Gaussian Process

Basic

For a given set of finite data points, there are potentially infinitely many functions that fit the data. We need to make assumptions about the underlying functions, otherwise the predicted function (colored dashed lines) could be wild. Gaussian processes is a powerful method to solve this fitting problem by assigning a probability to each of colored dashed line.

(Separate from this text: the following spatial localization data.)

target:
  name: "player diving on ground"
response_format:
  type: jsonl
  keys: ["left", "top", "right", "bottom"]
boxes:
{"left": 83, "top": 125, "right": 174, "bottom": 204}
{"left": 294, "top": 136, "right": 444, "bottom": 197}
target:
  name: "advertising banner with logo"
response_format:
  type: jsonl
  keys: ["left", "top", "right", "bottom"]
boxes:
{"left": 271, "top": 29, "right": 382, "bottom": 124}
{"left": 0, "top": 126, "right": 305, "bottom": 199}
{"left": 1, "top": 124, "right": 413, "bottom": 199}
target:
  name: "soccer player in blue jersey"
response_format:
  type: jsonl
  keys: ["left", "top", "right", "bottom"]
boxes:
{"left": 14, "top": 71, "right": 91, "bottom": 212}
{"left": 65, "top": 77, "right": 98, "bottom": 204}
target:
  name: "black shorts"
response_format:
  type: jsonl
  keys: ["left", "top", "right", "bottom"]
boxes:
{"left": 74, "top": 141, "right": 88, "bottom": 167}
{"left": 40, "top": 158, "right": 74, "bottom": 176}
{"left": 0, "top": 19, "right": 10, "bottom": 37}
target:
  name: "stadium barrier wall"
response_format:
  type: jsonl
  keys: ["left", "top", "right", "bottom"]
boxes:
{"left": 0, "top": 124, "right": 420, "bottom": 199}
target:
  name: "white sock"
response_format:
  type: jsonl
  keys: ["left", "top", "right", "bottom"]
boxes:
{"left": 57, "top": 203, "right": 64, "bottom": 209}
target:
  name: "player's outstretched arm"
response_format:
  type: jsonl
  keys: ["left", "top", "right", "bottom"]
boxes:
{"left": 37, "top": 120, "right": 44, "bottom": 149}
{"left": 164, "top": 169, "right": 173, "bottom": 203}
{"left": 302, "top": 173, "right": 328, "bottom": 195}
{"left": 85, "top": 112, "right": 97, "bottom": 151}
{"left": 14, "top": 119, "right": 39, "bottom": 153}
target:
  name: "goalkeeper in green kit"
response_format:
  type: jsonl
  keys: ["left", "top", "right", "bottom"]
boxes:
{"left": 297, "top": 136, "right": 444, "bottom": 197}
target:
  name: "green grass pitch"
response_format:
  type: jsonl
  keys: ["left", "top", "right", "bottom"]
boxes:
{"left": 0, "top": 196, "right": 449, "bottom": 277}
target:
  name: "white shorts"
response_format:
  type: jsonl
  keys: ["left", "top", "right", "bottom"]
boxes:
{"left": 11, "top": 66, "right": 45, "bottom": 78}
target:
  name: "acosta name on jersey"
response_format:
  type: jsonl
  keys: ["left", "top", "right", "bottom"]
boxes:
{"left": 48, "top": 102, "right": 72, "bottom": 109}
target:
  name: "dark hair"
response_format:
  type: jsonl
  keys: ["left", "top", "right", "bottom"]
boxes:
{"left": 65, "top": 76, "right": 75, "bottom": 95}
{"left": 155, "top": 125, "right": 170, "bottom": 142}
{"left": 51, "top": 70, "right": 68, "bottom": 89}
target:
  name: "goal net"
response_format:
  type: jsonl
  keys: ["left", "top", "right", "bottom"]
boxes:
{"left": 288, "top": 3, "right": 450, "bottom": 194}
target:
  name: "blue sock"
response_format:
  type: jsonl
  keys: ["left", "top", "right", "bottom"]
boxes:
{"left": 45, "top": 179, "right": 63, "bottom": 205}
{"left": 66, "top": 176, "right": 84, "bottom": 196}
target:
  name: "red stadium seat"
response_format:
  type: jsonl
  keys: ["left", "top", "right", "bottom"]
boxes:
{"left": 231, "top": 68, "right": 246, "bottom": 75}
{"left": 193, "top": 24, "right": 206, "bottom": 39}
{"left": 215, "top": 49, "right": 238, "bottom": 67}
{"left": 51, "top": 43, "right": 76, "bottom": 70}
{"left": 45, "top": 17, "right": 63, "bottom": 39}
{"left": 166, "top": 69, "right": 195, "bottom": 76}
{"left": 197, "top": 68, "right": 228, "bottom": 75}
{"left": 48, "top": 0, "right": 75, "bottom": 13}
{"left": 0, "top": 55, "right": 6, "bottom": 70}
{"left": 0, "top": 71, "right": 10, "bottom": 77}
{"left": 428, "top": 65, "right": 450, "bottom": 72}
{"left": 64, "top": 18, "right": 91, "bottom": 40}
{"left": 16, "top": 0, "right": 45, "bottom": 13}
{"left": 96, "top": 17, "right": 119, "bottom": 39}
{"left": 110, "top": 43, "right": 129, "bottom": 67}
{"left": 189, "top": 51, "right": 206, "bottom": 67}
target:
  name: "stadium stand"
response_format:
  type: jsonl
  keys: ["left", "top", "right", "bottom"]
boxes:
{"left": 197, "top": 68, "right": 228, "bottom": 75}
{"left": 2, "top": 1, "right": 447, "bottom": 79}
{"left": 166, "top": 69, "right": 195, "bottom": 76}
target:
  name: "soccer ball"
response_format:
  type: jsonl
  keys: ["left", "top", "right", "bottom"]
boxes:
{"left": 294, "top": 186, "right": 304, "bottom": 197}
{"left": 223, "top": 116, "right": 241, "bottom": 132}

GP can predict the value of an unknown data and the confidence (uncertainty) about how much we can trust this value. The uncertainty directs us to add new data to the training set and presumably improves the prediction.

Functional view

We have a collection of input $\textbf{X} = [ \textbf{x} _ 1, \textbf{x} _ 2, \dots, \textbf{x} _ n ]^T \in \R^{n \times d}$ where $n$ is the number of training data and $d$ is the dimension of the feature. The input space $\textbf{x}_i$ is infinite and continuous in space with a fixed number of components ($\textbf{x} _ i = [x(1), x(2), \dots, x(d)]$). The corresponding output is $\textbf{y} = [y _ 1, y _ 2, \dots, y _ n]^T \in \R^{n \times 1}$.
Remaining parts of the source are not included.